Bu yasal düzenleme karşısında, kazaya karışan araçların meydana getirdikleri zararlardan araç sahiplerinin hukuken sorumlu olacağı ilkesi benimsenmiş ise de, bu araçların sahipleri tarafından herhangi bir sebeple yararlanılmasının bir başka kimseye devir edilmesi halinde (çok kısa bir süre olmaması kaydıyla), artık üzerindeki fiili hakimiyetin kalmaması ve bu sebeple ekonomik yönden de bir yararlanma olanağının kalktığı durumlarda, o aracı kaza sırasında fiili hakimiyeti altında bulunduran ve ondan iktisaden yararlanan kimsenin işleten sıfatıyla meydana gelen zarardan sorumlu tutulması gerekip, bunun sonucu olarak da araç malikinin sorumlu tutulmaması gerekecektir.
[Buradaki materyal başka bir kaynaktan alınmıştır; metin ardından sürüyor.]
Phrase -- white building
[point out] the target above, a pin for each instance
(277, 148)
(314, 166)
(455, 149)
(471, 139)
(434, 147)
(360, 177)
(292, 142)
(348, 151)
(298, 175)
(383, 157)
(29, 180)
Gerek doktrinde, gerekse Yargıtay"ın uygulamalarında, kiracının işleten sıfatının belirlenmesinde, kira sözleşmesinin uzun süreli olması, araç üzerinde fiili hakimiyet ve ekonomik yararlanma unsurlarının birlikte bulunması gerekmektedir. Ancak bu konuda getirilecek delillerin üçüncü kişileri bağlayabilecek nitelikte ve güçte olması, özellikle zarara uğrayanların haklarını halele uğratacak bir sonuç yaratmaması şarttır.Somut olayda, aracın kayden maliki davalı ... olup, davalı, aracın kazadan önce dava dışı ...’ya ... 4. Noterliği tarafından tanzim edilen 16.12.2009 tarihli kira sözleşmesi ile 1 yıllığına kiralanmış olduğunu savunmuş ve buna ilişkin olarak kira sözleşmesini delil olarak ibraz etmiştir. Sözleşme uyarınca davalı ...’ün işleten sıfatının bulunmadığının kabulü ile bu davalı yönünden davanın manevi tazminat yönü ile reddi gerekirken, eksik araştırma ve inceleme ile yazılı olduğu şekilde karar verilmesi doğru görülmemiştir.SONUÇ: Yukarıda (1) nolu bentte açıklanan nedenlerle davalı ... vekilinin temyiz isteminin maddi tazminata ilişkin verilen hükmün kesin olması nedeni ile reddine, (2) nolu bentte açıklanan nedenlerle davacı vekili ile davalı ... vekilinin sair temyiz isteminin reddine, (3) ve (4) nolu bentte açıklanan nedenlerle davacı vekilinin, (5) nolu bentte açıklanan nedenlerle davalı ...’ün temyiz isteminin kabulü ile hükmün BOZULMASINA, peşin alınan harcın istek halinde temyiz eden davacı ve davalı ... ve ..."e geri verilmesine, 21.03.2018 gününde oybirliği ile karar verildi.